Our findings confirmed that female gender was associated with increasing MSI prevalence with age, while MSI frequency remained stable in men despite age. Most recent studies have also described an association of female gender with MSI (Malkhosyan ; Malesci ; Phipps ). The increase of incidence has been proposed to be based on the effects of oestrogen withdrawal with increasing age, as oestrogen protects against tumour instability by decreasing the promoter methylation (Miyakura ; Laghi ). The female gender predominance may also be linked to a serrated pathway. Serrated pathway proximal adenocarcinomas are concentrated in females (Samadder ), even though serrated adenomas are more common in males (Tuppurainen ). In our present study material, female patients had more proximal colon tumours than men, and MSI was significantly more common in proximal tumours. It remains unknown why women have a higher rate of conversing serrated adenomas into adenocarcinomas, but sporadic MSI carcinomas are more frequent in women, occur at an older age, and often have a serrated morphology (Young ). Patients who exhibit sporadic colon cancer within 5 years after colonoscopy are more likely to have an MSI tumour than those who are diagnosed >5 years after their last colonoscopy (Nishihara ). They are also more likely to be female and to have tumours at a proximal location in the colon (Erichsen ). About 18% of proximal adenocarcinomas in women are serrated and they are linked to MSI predominance, which may provide a clinically relevant reason for close follow-up of serrated right adenomas in females (Snover ; Mäkinen, 2007).
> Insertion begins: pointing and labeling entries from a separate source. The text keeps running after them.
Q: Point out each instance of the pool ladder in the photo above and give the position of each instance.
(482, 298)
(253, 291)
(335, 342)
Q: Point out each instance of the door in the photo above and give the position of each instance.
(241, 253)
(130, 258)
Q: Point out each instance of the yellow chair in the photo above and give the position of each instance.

The current study has several limitations. All molecular analyses were conducted blinded to the clinical data, but the patient history and follow-up were obtained from the medical records and are thus retrospective by nature. The subgroup analyses are statistically solid, but the case numbers are small—especially regarding rectal cancer—and should be interpreted with caution. In addition, the clinical relevance of MSI as a prognostic factor has been criticised because most previous population-based studies have analysed samples from the 1980s and 1990s, before many modern developments in tumour staging and adjuvant chemotherapy (Malesci ). Furthermore, one large well-designed study did not show that MSI influences prognosis (Barnetson ). It is problematic to analyse the OS advantage of patients with MSI tumours, as many patients develop sporadic MSI CRC at an old age and other causes of death complicate the analysis (Malesci ). Strengths of our study are that our material was from a defined catchment area and was collected entirely within the era during which staging was based on current guidelines; therefore, our data can be interpreted to corroborate the favourable effect of MSI. We also provided DFS and DSS in addition to OS, as well as an adequate follow-up length compared with studies with OS only (Toon ). Our cohort of patients is well characterised and the follow-up time is long, but it is evident that further studies using other independent cohorts would be valuable to validate our results and conclusions. Therefore, we are seeking for collaboration with other groups of investigators with large and representative patient materials.

Overall, our data support the easy and inexpensive universal IHC screening of all CRC tumours for MSI and BRAF status. Tumour MSI can predict a lower risk of cancer-related death–regardless of standard prognostic factors, including tumour local invasion, but not independently of TNM classification. TNM classification only accounts for the current disease stage without predicting how aggressively the tumour may behave or how effective the immune response will be in defence. Some subgroups of patients may perform worse despite a less advanced TNM stage, thus warranting more specific subtyping of CRC. Microsatellite instability and BRAF are likely to complement the TNM classification and provide additional value to clinical prognostic evaluation.